Psychedelic drugs appear to fundamentally reorganize the brain — and they're starting to turn into approved treatments
Like a May shower, the studies on psychedelic drugs' potential therapeutic benefits came — first as a sprinkle, then a steady downpour. Between 2012 and 2017, the papers abounded. One, published in 2016, suggested that magic mushrooms might alleviate anxiety in cancer patients; another in 2017 indicated that ecstasy could help veterans cope with PTSD symptoms; and one in 2012 hinted that ketamine might curb major depression.
Recently, the shower has turned into a trickle. But that spate of published research on psychedelics now seems to be leading to the development some promising potential treatments.
Drugs based on the effects of shrooms and ketamine are being tested for their potential to treat mental illnesses like depression and anxiety. Some are being studied in the types of clinical trials that could eventually make them candidates for federal approval, while others could get a green light as soon as this summer.
Ketamine is inspiring a handful of novel drugs for depression
A widely used anesthetic that is also known as a party drug, ketamine was shown to have benefits as a rapid-fire antidepressant nearly a decade ago. Early studies suggested ketamine could help people who failed to respond to existing medications or were suicidal.
The authors of one paper called ketamine "the most important discovery in half a century."
As opposed to existing antidepressants, ketamine acts on a brain mechanism that scientists have only recently begun to explore. Homing in on this channel appears to provide relief from depression that is better, arrives faster, and works in far more people than current drugs.
After a lack of new drugs for depression spurred scientists to go back to the drawing board, pharmaceutical companies like Allergan and Johnson & Johnson are now in hot pursuit of new blockbuster depression drugs that take after ketamine.
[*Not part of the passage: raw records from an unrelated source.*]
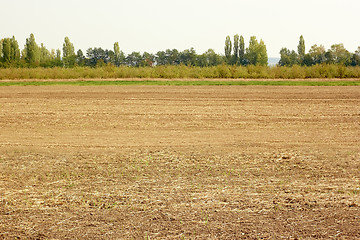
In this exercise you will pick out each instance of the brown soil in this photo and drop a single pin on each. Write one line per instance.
(157, 162)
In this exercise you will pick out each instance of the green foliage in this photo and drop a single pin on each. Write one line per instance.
(185, 83)
(242, 51)
(338, 55)
(301, 50)
(287, 57)
(228, 48)
(256, 53)
(235, 58)
(10, 52)
(32, 56)
(69, 56)
(109, 71)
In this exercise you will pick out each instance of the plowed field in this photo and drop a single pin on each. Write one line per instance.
(177, 162)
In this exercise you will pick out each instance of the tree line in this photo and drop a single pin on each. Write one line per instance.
(337, 54)
(235, 53)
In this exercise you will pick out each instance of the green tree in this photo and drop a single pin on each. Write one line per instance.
(287, 57)
(317, 54)
(69, 56)
(212, 59)
(235, 59)
(242, 51)
(228, 49)
(80, 58)
(1, 54)
(45, 57)
(188, 57)
(119, 55)
(148, 59)
(6, 50)
(256, 53)
(10, 51)
(32, 51)
(301, 50)
(355, 60)
(338, 55)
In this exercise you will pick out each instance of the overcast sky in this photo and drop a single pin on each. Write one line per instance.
(153, 25)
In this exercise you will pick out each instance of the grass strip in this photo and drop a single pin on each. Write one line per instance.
(183, 83)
Allergan's drug is in the last phase of clinical trials and has received a key FDA designation designed to speed it through the approval process. Johnson & Johnson presented promising research on its drug on Saturday and told Business Insider that it expects to file for FDA approval this year.
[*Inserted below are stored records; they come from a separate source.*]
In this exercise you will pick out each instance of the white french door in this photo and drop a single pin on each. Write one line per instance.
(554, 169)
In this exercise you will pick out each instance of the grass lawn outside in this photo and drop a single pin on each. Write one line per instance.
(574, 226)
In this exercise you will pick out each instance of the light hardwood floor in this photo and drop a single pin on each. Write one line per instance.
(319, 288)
A compound in marijuana is showing promise in some forms of epilepsy
Marijuana has been anecdotally linked with numerous health benefits. But the comprehensive science backing up those claims has been scarce, in large part because of federal laws restricting research on the drug. Despite this,some pharmaceutical companies and startups have charged ahead.
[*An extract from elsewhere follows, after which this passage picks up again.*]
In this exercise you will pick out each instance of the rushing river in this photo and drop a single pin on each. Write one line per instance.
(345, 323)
GW Pharmaceuticals is a British drugmaker that's working on a medicine derived from the marijuana compound CBD. That drug, called Epidiolex, is designed to treat two rare forms of childhood epilepsy.
A type of ecstasy might accelerate PTSD therapy
Rick Doblin, founder of the Multidisciplinary Association for Psychedelic Studies — a leading nonprofit behind psychedelic research — believes ecstasy is the "most likely" psychedelic to get adopted first by mental health professionals.
Ecstasy, otherwise known as MDMA, was created by pharmaceutical company Merck in 1912. As both a stimulant and a psychedelic, the now illegal drug has energy-raising and hallucinogenic properties. In the brain, MDMA amps up the activity of chemical messengers involved in mood regulation. It's also been known to be dangerous when used without medical supervision because it raises body temperature and blood pressure.
Yet researchers who study it say a formulation of the drug could make for an ideal treatment for some types of mental illness. One arm of Doblin's research involves studyingMDMA in people with PTSD in a setting that combines the drug with traditional talk therapy. In three of the sessions, patients are given the drug or a placebo and talk therapy; in another 12 sessions, they are given talk therapy alone.
Results of one of those studies, published this month in the journal The Lancet Psychiatry, suggest that adding MDMA to standard therapy works fairly well — after the year-long study, roughly two-thirds of the 26 participants no longer qualified for a PTSD diagnosis. Those who retained their diagnosis said they experienced a reduction in their symptoms. But the treatment was tied to some unpleasant side effects including insomnia, tiredness, and headaches.
The results and the fact that MDMA received an FDA "breakthrough therapy" designation— a label designed to hasten the research and approval process — convinced some experts that the drug will be approved as early as 2021. The next phase of research is set to begin this summer and will involve roughly 250 people.
A compound in magic mushrooms is showing promise for anxiety
Last year, researchers studying psilocybin, the main psychoactive ingredient in hallucinogenic mushrooms, likened its quick effects on cancer patients with anxiety and depression to a "surgical intervention" for the mental illness.
Brain scan studies suggest that depression ramps up the activity in brain circuits linked with negative emotions, and weakens the activity in circuits linked with positive ones. Psilocybin appears to restore balance to that system.
With that in mind, a company called Compass Pathways, which is backed by entrepreneur Peter Thiel, has plans to start its own clinical trials of magic mushrooms for depression later this year.
Some researchers have high hopes that a psilocybin-inspired drug will get approved within a decade. David Nutt, director of the neuropsychopharmacology unit at Imperial College London, told Business Insider last year that he believed psilocybin would become an "accepted treatment" for depression before 2027.